Objection #5: We can’t support a single-issue Party
UKIP is not by any means a Party of only one policy. The elections on Thursday are to the European Parliament, and therefore they are a single-issue election. At this election we aren’t talking about our policy of ‘no tax on minimum wage’ which would help struggling families, because it isn’t relevant to the European elections.
One of the policies which attracts me as a Christian to UKIP is the policy of allowing the public to force a binding referendum on moral issues through a petition of 5% of the electorate. In such circumstances, gay marriage could not have been introduced without the consent of the British people – and there would exist a democratic mechanism for change to the law on abortion, for example. UKIP was the only Party to oppose the introduction of gay marriage, and for precisely that reason: because the people of this country were not consulted on the matter. We were also concerned about the protection of churches’ rights not to conduct such ceremonies.
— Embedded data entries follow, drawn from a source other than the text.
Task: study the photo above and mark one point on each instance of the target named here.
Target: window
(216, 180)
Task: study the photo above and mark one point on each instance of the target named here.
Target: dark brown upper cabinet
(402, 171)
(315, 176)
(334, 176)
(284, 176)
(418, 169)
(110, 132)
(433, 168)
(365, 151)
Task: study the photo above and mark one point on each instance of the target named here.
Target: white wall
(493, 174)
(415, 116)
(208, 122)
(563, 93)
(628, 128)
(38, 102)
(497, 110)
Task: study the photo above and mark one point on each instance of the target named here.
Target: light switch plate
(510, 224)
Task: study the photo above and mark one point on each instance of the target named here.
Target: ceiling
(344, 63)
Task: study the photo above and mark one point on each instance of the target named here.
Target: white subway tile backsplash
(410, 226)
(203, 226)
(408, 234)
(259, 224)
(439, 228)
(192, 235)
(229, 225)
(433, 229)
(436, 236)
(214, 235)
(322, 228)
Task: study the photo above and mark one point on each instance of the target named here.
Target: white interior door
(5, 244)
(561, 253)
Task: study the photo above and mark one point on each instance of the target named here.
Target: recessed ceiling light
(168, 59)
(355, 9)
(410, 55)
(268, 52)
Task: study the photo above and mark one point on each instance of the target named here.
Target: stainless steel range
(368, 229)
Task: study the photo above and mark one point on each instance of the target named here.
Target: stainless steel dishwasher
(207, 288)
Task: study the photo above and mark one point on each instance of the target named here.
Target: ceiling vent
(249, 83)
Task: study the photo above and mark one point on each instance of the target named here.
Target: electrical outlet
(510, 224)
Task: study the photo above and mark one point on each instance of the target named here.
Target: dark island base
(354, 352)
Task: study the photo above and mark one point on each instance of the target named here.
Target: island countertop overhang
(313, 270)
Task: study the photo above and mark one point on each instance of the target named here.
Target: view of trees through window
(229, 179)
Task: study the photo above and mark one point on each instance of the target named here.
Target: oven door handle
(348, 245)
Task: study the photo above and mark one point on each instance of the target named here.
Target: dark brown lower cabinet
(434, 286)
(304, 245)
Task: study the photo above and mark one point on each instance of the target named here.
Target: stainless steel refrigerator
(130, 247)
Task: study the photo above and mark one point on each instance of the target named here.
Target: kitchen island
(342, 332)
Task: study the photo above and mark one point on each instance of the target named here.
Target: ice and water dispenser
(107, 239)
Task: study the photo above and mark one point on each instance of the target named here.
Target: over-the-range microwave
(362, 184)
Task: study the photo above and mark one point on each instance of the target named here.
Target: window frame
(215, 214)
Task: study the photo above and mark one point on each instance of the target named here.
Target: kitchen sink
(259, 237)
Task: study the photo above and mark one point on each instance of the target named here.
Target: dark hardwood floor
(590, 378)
Objection #6: UKIP now supports gay marriage, which is anti-Christian
This just isn’t true. The objection stems from a draft statement which was accidentally put out, by individuals in the Press Office, without having authorisation to do so. Nigel Farage issued the following statement:
“UKIP’s objection to same sex marriage was two-fold. First, we did not think it should have been made a political priority at a time of many other pressing issues and pointed out that the measure had no mandate from the electorate. Secondly we were concerned that because of the role of the European Court of Human Rights in British law that faith communities which had strong objections were at risk of being forced to conduct gay marriages.
“The statement attributed to me was not made by me and not approved by me. It was a draft by a staff member that should never have been sent out. There is an ongoing debate within UKIP about how we can protect faith communities from ultimately being compelled to conduct same sex marriages against their beliefs and their will. We note that some gay rights activists are already talking about taking legal action in Strasbourg to force this issue.”